L’image de gauche est publiée dans La Femme dans l’antiquité grecque (p. 70). Elle provient d’une amphore de Berlin et représente les noces d’Hébé. Le dessin est accompagné par la légende : « Le voile de la mariée ». A droite, dans L’Odyssée (p. 89), le visage de la femme, dans un plan très resserré, encadré dans un médaillon, un peu redressé, évoquera désormais l’ombre d’Anticlée apparaissant à Ulysse.
Ulysse : « Survint l’ombre de feu ma mère, d’Anticleia, la fille du magnanime Autolycos… » Chant XI. 153 et suiv.

Cette image est aujourd’hui publiée sous la forme suivante par Thomas H. Carpentier dans son livre Les Mythes dans l’art grec, « L’Univers de l’art », Thames and Hudson, 1998 (p. 159). Sont apportées cette référence : Berlin, Est F3257, Trendall RFVA 169, 32 et cette précision : le dessin est repris de l’ouvrage d’A. Furtwängler et K. Reichhold, Griechische Vasenmalerei.

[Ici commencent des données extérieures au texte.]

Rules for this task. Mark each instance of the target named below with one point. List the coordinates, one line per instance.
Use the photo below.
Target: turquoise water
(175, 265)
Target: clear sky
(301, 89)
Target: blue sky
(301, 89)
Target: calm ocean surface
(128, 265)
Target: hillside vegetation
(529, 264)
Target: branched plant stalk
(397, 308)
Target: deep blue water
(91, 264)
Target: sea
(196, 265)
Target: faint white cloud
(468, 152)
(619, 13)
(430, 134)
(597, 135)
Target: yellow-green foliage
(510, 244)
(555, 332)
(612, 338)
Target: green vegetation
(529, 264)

Les archives de Notor livrent ici un document révélateur. Il s’agit de deux feuilles, collées l’une sur l’autre.

Document 2
Document 1

Le document 2 est collé sur le document 1. Cette feuille de dessin présente une ouverture circulaire, qui ne laisse voir en médaillon que la figure de la femme assise du document 1. La légende de ce document 2 : L’ombre d’Anticléia « la mère auguste » d’Ulysse. Odyssée, XI.153 suiv.

Cette feuille ainsi collée, avec son ouverture en médaillon, recouvre, pour en isoler un détail, le dessin antérieur qui avait servi pour le livre La Femme dans l’Antiquité grecque. Ce document 1 porte la légende : Le voile de la mariée.

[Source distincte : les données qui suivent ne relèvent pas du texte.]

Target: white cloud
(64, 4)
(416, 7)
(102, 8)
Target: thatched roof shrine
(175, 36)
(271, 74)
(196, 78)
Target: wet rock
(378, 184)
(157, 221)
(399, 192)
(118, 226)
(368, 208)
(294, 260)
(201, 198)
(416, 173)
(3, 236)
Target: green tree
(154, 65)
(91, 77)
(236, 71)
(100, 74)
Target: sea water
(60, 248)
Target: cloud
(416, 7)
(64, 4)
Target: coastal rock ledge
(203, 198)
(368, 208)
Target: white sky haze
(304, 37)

Ces investigations invitent à mesurer la singularité des pratiques de Notor. Nous en avons exploré les manifestations les plus frappantes. Nous pouvons chercher à préciser encore le rapport que Notor entretenait avec les images grecques, en dégageant ce qui demeure intéressant et même séduisant dans ces usages parfois étonnants.

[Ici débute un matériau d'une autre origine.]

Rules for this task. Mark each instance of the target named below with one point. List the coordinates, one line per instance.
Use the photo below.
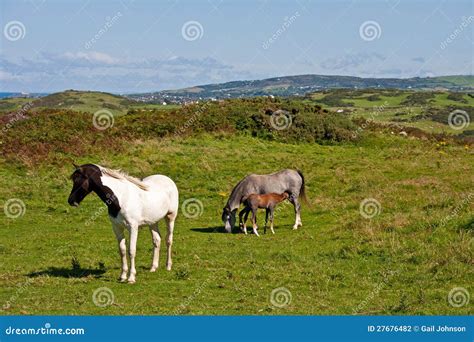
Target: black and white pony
(289, 181)
(131, 203)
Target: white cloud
(91, 56)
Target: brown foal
(253, 202)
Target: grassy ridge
(403, 259)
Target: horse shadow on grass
(64, 272)
(210, 230)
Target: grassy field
(82, 101)
(427, 110)
(404, 260)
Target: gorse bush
(59, 133)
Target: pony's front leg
(118, 230)
(170, 218)
(254, 222)
(132, 250)
(297, 205)
(155, 235)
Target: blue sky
(138, 46)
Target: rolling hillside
(302, 84)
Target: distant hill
(85, 101)
(302, 84)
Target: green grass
(388, 106)
(81, 101)
(51, 262)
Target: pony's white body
(142, 203)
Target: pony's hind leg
(254, 221)
(132, 250)
(272, 212)
(156, 238)
(170, 218)
(294, 200)
(119, 234)
(267, 211)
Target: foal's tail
(303, 190)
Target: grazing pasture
(389, 230)
(402, 261)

(12) Voir Odette Touchefeu-Meynier, « Un certain regard » dans L'Expression des corps, Gestes, attitudes, regards dans l'iconographie antique, sous la direction de Lydie Bodiou, Dominique Frère, Véronique Mehl, Presses universitaires de Rennes, 2006, p. 123-129. Cette image est un détail d'un cratère apulien (Vatican, musée grégorien étrusque 17223). Dans l'image d'ensemble, les deux personnages, Pâris et la femme appuyée sur le pilier, sont accompagnés sur le registre supérieur gauche par une Aphrodite assise qui regarde la scène, un grand éventail à la main, avec à ses côtés un Eros assis qui tient une couronne. Ce contexte invite à reconnaître l'image d'Hélène dans la femme accoudée sur le pilier. Nous retrouverons plus loin cette image d'Aphrodite, découpée par Notor, sans Pâris et Hélène, pour cadrer la seule Aphrodite (voir page 33).